In a small dish is less than half a teaspoon of the caramel-coloured powder.
"[It looks] like one dose of amphetamine. It's actually 37 doses of fentanyl," says police Major Risto Kasemae.
"This small amount could actually kill over 10 people, easily."
In fact, the strength of a batch can vary significantly. And when dealers cut the drug with other substances to reduce its strength, mistakes can have fatal consequences.
"They use their basic knowledge of chemistry and try their best, because actually no dealer wants their clients to be dead - but it happens quite often that it does kill people,"
"So it's really tricky to fix a dose which gets a person high, but doesn't kill."
Family dependence
Besides the rising body count, fentanyl has many other social costs. It is linked to theft and petty crime, family breakdown, and Estonia's extremely high rates of HIV and hepatitis.

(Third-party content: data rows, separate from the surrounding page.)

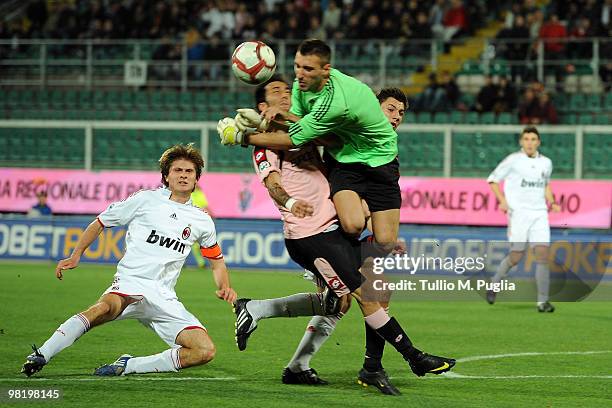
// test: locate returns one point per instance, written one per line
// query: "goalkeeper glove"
(230, 134)
(249, 118)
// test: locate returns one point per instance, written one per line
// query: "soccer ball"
(253, 62)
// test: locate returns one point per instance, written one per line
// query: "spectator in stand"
(41, 208)
(421, 31)
(516, 9)
(436, 17)
(544, 111)
(453, 94)
(455, 21)
(605, 17)
(581, 49)
(605, 73)
(433, 98)
(331, 18)
(517, 51)
(535, 21)
(506, 96)
(527, 109)
(316, 30)
(164, 56)
(487, 96)
(553, 34)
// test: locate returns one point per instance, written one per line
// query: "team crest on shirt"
(186, 232)
(260, 159)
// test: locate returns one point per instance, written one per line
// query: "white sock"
(317, 332)
(165, 361)
(300, 304)
(542, 281)
(64, 336)
(502, 270)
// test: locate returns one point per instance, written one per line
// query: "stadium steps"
(454, 60)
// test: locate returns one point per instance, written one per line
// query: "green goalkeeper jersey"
(347, 108)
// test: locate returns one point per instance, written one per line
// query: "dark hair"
(180, 151)
(530, 129)
(260, 92)
(395, 93)
(316, 47)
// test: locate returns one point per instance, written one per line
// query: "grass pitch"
(509, 355)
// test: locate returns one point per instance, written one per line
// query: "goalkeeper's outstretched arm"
(90, 234)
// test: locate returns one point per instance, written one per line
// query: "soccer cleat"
(428, 364)
(491, 297)
(546, 307)
(115, 369)
(34, 362)
(378, 379)
(308, 377)
(245, 325)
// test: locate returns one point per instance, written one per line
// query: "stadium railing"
(107, 63)
(428, 150)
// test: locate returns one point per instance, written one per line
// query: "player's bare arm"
(90, 234)
(501, 199)
(299, 208)
(277, 113)
(550, 199)
(221, 276)
(272, 140)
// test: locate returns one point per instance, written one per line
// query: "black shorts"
(378, 186)
(340, 251)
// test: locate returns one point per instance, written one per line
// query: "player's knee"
(99, 310)
(353, 227)
(346, 304)
(206, 353)
(326, 326)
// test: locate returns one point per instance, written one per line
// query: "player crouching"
(162, 225)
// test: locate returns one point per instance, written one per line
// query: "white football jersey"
(525, 178)
(159, 236)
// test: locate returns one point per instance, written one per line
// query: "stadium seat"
(505, 118)
(441, 117)
(487, 118)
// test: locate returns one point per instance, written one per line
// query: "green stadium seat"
(603, 118)
(472, 118)
(487, 118)
(113, 99)
(423, 118)
(57, 99)
(593, 103)
(170, 100)
(99, 99)
(505, 118)
(409, 117)
(126, 99)
(456, 117)
(186, 100)
(585, 119)
(577, 102)
(441, 117)
(141, 100)
(85, 99)
(608, 101)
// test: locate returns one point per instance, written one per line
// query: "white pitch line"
(131, 378)
(527, 354)
(456, 375)
(453, 375)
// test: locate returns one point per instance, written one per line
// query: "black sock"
(394, 334)
(375, 346)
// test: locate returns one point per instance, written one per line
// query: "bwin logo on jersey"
(533, 183)
(174, 244)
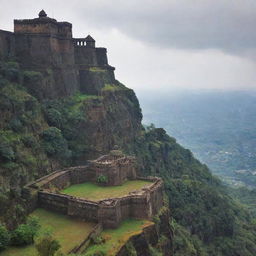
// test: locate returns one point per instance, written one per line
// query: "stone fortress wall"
(67, 64)
(143, 204)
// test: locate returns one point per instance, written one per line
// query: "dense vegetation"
(37, 137)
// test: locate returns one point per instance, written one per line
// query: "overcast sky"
(161, 44)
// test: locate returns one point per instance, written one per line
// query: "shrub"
(6, 151)
(24, 234)
(102, 179)
(29, 141)
(4, 237)
(16, 125)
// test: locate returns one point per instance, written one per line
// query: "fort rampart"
(142, 204)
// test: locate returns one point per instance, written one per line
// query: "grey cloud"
(186, 24)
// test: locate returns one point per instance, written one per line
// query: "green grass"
(114, 239)
(95, 192)
(69, 232)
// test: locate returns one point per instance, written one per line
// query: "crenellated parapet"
(67, 64)
(140, 204)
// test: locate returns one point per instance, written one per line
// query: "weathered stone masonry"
(110, 212)
(67, 64)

"It's huge what effect addiction has had on our society," says Kristina Joost, who sees the damage first hand. She runs a needle exchange in Tallinn, where users can get clean equipment to cut down the risk of passing on infectious diseases.

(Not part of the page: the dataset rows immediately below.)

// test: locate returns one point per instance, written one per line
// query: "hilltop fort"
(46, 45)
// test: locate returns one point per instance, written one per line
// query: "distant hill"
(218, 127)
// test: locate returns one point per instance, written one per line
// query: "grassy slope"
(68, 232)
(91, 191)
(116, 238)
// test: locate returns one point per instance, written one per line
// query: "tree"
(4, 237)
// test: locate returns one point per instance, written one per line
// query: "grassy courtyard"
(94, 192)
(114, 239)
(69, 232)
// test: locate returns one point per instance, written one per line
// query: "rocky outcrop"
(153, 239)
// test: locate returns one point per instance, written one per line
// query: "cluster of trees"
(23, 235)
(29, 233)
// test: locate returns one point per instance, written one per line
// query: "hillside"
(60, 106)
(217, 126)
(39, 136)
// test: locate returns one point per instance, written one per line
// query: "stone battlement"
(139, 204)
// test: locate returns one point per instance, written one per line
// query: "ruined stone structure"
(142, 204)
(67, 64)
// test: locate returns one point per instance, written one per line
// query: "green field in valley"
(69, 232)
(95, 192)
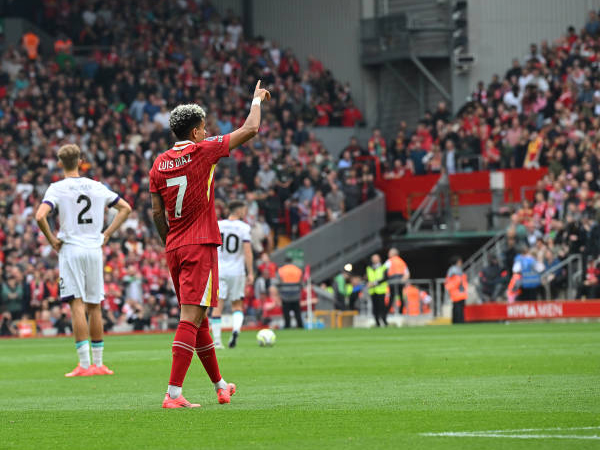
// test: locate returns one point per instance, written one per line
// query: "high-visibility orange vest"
(397, 266)
(514, 287)
(290, 283)
(61, 46)
(26, 328)
(457, 286)
(31, 43)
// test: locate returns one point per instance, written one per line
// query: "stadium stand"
(109, 87)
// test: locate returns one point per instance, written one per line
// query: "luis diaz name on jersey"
(174, 163)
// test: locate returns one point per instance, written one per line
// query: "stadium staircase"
(408, 47)
(356, 235)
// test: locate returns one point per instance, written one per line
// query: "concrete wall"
(500, 30)
(329, 30)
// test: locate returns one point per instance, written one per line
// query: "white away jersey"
(81, 203)
(231, 254)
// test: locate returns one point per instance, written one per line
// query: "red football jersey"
(183, 176)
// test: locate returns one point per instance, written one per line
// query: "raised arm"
(123, 210)
(41, 217)
(159, 217)
(250, 127)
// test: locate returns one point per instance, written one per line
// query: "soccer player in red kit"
(182, 186)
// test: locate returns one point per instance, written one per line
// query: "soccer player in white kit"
(81, 203)
(233, 253)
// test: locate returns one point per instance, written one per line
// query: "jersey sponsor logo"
(174, 163)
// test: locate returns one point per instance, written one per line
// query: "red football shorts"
(195, 273)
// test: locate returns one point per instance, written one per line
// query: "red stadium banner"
(491, 312)
(405, 194)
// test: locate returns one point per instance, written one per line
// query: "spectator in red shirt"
(315, 66)
(351, 115)
(491, 156)
(324, 111)
(318, 210)
(376, 145)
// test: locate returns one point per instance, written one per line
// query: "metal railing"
(352, 237)
(478, 260)
(574, 266)
(425, 208)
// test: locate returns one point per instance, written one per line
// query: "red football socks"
(183, 351)
(205, 349)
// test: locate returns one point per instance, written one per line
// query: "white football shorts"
(81, 273)
(231, 288)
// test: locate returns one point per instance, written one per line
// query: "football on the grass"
(265, 338)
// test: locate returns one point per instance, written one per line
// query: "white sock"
(83, 351)
(215, 323)
(221, 384)
(238, 320)
(174, 391)
(97, 351)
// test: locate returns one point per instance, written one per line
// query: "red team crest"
(184, 178)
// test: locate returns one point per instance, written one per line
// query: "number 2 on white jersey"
(182, 183)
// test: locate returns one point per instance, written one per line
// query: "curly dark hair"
(184, 118)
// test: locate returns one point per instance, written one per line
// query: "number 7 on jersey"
(182, 183)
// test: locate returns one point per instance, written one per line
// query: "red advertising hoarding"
(491, 312)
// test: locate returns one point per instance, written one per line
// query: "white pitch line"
(521, 430)
(496, 434)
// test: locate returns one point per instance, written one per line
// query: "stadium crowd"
(109, 87)
(544, 111)
(561, 221)
(114, 100)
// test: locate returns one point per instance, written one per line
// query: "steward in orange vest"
(456, 285)
(289, 284)
(398, 274)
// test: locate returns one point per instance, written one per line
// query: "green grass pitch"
(487, 386)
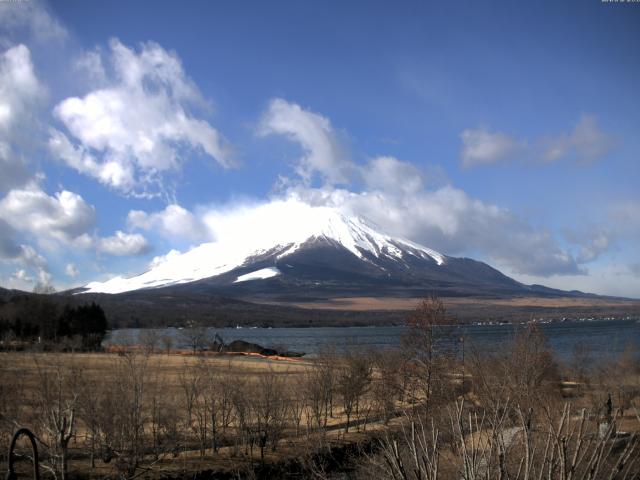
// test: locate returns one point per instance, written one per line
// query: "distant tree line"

"We're seeing a third generation of families dependent on some kind of substance. Now it's fentanyl, two generations ago it was alcohol," she says.
"That's the horrific truth, that drug dependent people also have families, and they become co-dependent."
Katri Abel-Ollo, an analyst for the Estonian Drug Monitoring Centre, says the Estonian government still has "no specific strategy" for dealing with the overdose issue.
She advocates training drug users in how to recognise and respond to an overdose. And allowing them to keep the overdose antidote, naloxone, at home.
Europe 'should prepare'
The big question - that none of the experts in Tallinn can really answer - is why fentanyl has taken such a hold in Estonia, but not elsewhere. And whether it is only a matter of time before it does.
"Our neighbour is Russia, that's why it came here so fast," says Ms Abel-Ollo.
But why, 10 years on, the vast majority of Estonia's users are still from its ethnic Russian community, is harder to explain. Most of the theories are anecdotal.
"Stories say Estonians prefer to sniff or take drug orally; Russians like to inject," says Ms Abel-Ollo.
"The feedback is that Russian speakers prefer heavy drugs," ventures Ms Joost.
Despite attempts to smuggle fentanyl to Finland and Latvia, and unrelated outbreaks in Slovakia and the Czech Republic, it remains, for now, mainly an Estonian problem.
But there is a warning from Katri Abel-Ollo, who has closely observed fentanyl's rise. She says the rest of Europe cannot afford to be unprepared.
"It's so lethal," she says. "I think they should be ready."